Core Concepts
BizBench introduces a benchmark to evaluate models' ability to reason about realistic financial problems through quantitative reasoning tasks, focusing on program synthesis and financial domain knowledge.
Abstract
BizBench is a benchmark that evaluates models' abilities to reason about financial problems through quantitative reasoning tasks. It comprises eight tasks that focus on program synthesis, quantity extraction, and domain knowledge in the finance domain. The benchmark aims to improve models' understanding of business and finance concepts by providing challenging tasks that require transparent reasoning processes.
The content discusses the challenges faced by large language models (LLMs) in reasoning about quantities and numbers in business and finance. It introduces BizBench as a solution to evaluate models' performance in this domain. The benchmark includes tasks such as program synthesis, quantity extraction, and domain knowledge evaluation to assess models' financial background knowledge, ability to parse financial documents, and capacity to solve problems with code.
BizBench consists of various tasks like FinCode for code generation from professional exams, SEC-Num for numerical span identification from SEC filings, and FormulaEval for testing knowledge of financial formulas. The evaluation of open-source and commercial LLMs highlights the need for improvement in models' financial understanding for real-world applications.

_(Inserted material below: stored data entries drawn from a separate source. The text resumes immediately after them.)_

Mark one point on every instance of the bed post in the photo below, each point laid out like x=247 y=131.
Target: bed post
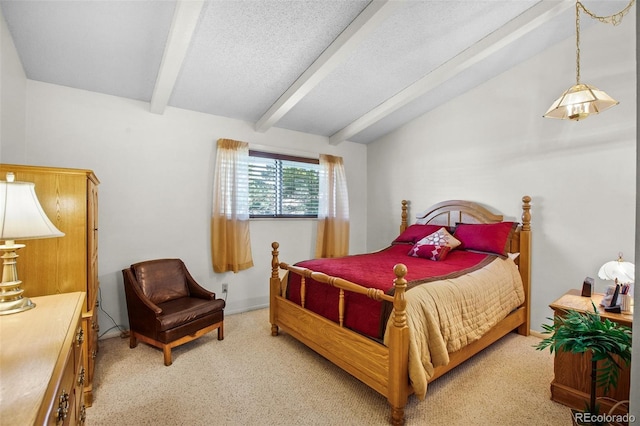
x=398 y=391
x=403 y=217
x=525 y=262
x=274 y=287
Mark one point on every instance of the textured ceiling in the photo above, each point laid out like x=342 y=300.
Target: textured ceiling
x=348 y=70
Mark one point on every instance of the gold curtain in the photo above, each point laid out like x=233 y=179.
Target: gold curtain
x=230 y=241
x=333 y=209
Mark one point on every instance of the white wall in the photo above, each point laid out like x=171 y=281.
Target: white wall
x=13 y=83
x=492 y=145
x=156 y=174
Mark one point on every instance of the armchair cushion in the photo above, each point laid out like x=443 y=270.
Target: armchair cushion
x=186 y=309
x=161 y=280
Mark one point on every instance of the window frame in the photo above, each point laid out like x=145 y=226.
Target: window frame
x=282 y=157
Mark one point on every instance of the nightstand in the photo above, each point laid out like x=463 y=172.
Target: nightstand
x=571 y=383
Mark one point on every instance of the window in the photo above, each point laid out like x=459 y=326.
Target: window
x=282 y=185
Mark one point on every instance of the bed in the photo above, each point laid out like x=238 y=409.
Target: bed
x=392 y=360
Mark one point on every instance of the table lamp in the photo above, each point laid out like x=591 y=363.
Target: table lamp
x=21 y=218
x=622 y=274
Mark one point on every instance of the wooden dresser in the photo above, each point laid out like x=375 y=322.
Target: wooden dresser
x=42 y=371
x=70 y=263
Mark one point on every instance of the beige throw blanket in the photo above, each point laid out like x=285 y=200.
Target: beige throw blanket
x=444 y=316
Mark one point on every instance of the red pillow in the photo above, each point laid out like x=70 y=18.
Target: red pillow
x=429 y=251
x=415 y=233
x=487 y=237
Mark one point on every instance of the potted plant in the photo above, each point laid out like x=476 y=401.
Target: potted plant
x=580 y=332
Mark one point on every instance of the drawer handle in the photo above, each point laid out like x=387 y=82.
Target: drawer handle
x=80 y=336
x=63 y=406
x=81 y=377
x=83 y=414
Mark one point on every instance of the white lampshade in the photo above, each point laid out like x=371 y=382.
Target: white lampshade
x=21 y=218
x=618 y=270
x=21 y=215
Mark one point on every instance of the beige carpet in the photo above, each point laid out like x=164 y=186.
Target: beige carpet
x=252 y=378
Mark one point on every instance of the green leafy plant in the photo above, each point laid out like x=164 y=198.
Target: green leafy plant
x=580 y=332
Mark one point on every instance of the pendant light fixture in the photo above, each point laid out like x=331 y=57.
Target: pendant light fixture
x=582 y=100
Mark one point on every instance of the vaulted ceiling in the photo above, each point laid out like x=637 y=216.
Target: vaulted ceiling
x=345 y=69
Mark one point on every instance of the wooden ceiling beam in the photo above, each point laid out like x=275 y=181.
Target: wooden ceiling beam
x=337 y=52
x=185 y=19
x=512 y=31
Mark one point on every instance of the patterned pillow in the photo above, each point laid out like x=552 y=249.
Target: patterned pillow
x=429 y=251
x=415 y=233
x=441 y=238
x=435 y=246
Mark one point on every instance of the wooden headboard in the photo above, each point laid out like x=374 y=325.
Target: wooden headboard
x=449 y=213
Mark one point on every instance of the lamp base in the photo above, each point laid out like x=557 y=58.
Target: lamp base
x=14 y=306
x=11 y=299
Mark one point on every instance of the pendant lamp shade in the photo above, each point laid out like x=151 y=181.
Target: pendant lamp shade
x=580 y=101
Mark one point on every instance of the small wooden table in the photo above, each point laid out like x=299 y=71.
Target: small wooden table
x=572 y=372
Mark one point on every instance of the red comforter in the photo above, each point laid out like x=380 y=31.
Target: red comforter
x=375 y=270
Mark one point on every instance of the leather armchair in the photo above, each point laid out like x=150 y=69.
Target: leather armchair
x=166 y=307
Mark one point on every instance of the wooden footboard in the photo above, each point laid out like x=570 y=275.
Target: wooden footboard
x=382 y=368
x=385 y=368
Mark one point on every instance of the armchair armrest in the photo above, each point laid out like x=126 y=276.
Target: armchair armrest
x=139 y=300
x=196 y=289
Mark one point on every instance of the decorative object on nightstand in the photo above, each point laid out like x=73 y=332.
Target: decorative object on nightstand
x=587 y=287
x=622 y=273
x=21 y=218
x=580 y=332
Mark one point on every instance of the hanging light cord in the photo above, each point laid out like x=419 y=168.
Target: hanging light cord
x=614 y=19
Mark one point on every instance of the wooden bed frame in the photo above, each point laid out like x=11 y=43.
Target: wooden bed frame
x=385 y=368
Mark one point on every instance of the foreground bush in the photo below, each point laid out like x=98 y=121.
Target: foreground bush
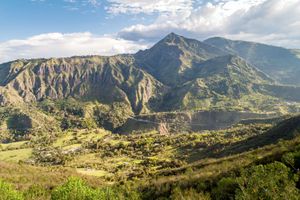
x=8 y=193
x=75 y=189
x=272 y=181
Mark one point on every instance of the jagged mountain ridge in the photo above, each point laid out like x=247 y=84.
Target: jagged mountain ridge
x=171 y=59
x=280 y=63
x=107 y=79
x=176 y=73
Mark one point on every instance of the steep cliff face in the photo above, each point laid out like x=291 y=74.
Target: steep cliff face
x=171 y=59
x=107 y=79
x=280 y=63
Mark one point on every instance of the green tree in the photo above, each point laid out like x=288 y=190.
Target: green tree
x=272 y=181
x=75 y=189
x=8 y=193
x=188 y=194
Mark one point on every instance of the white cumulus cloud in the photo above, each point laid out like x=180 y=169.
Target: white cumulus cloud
x=148 y=6
x=63 y=45
x=273 y=21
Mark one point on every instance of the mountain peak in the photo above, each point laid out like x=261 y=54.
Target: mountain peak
x=172 y=38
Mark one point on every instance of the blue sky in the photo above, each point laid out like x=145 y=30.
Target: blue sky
x=56 y=28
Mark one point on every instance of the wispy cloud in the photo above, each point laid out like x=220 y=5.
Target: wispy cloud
x=272 y=21
x=148 y=7
x=61 y=45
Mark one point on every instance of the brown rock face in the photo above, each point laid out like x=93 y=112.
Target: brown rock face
x=106 y=79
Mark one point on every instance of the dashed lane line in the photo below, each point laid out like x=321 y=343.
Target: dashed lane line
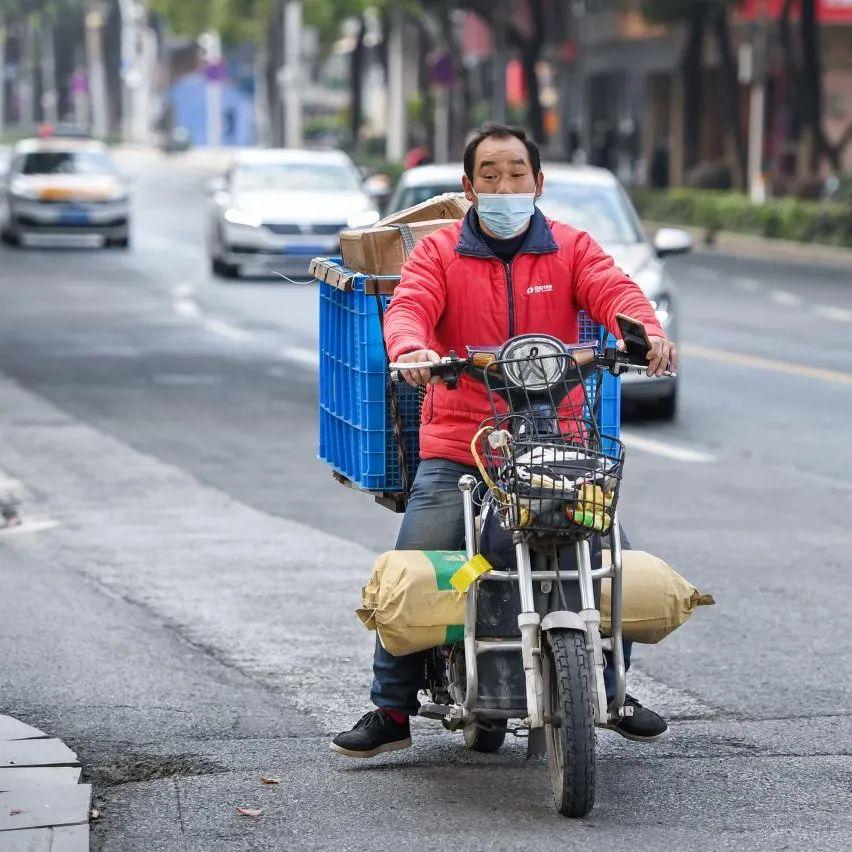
x=782 y=297
x=665 y=449
x=741 y=359
x=831 y=313
x=225 y=329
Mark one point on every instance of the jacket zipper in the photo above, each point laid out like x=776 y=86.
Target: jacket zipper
x=511 y=294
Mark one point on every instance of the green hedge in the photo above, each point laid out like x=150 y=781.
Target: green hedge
x=783 y=218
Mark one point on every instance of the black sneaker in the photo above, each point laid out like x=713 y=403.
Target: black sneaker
x=644 y=725
x=374 y=733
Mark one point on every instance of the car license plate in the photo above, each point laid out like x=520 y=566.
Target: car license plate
x=73 y=216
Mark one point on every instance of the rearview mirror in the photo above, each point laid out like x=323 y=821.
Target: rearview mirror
x=215 y=185
x=668 y=241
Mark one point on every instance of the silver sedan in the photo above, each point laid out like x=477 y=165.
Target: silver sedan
x=278 y=208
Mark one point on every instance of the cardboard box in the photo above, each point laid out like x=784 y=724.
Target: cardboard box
x=381 y=250
x=450 y=205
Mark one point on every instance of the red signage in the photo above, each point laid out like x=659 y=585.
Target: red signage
x=828 y=11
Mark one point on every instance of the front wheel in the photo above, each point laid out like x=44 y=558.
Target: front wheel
x=570 y=728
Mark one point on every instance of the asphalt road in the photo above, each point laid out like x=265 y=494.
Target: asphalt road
x=178 y=605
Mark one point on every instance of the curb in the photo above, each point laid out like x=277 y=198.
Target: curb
x=759 y=248
x=42 y=803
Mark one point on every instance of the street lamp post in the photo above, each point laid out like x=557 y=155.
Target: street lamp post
x=291 y=78
x=97 y=76
x=752 y=72
x=498 y=80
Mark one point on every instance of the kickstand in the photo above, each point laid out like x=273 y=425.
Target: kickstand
x=536 y=744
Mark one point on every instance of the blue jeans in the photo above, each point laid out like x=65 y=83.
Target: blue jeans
x=434 y=520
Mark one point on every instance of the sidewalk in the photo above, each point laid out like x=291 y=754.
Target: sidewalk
x=760 y=248
x=42 y=804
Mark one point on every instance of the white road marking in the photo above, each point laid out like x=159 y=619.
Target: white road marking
x=186 y=379
x=743 y=360
x=29 y=525
x=184 y=291
x=186 y=308
x=832 y=313
x=749 y=285
x=302 y=356
x=12 y=489
x=782 y=297
x=664 y=449
x=225 y=329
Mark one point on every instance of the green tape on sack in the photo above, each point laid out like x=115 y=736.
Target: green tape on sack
x=445 y=563
x=455 y=633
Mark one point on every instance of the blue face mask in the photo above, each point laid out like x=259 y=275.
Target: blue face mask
x=505 y=214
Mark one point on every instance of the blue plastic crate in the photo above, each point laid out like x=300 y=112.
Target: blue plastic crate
x=356 y=435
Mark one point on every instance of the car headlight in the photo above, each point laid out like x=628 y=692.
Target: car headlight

The study also includes few-shot experiments with state-of-the-art models like Falcon, MPT, StarCoder, Llama-2, Mistral/Mixtral, GPT variants to evaluate their performance on BizBench tasks. The analysis shows that model size, instruction tuning, and code-specific pretraining significantly impact task performance.
Overall, BizBench aims to push the boundaries of quantitative reasoning capabilities in finance by providing a challenging benchmark for evaluating model performance across various tasks related to program synthesis and financial domain knowledge.
Stats
Task Program Synthesis FinCode 121 16 ✓ ✓ ✓
CodeFinQA 844 4,669 ✓ ✓ ✓
CodeTAT-QA 392 2,864 ✓ ✓ ✓
Quantity Extraction ConvFinQA (E) 916 - ✓ ✓
TAT-QA (E) 248 - ✓ ✓
SEC-Num 2,000 6,845 ✓ ✓ ✓
Domain Knowledge FinKnow 877 - ✓
FormulaEval 50 - ✓ ✓ ✓
Quotes
"Large language models show strong performance on question-answering but struggle with reasoning about quantities."
"BizBench focuses on evaluating financial quantitative reasoning through program synthesis tasks."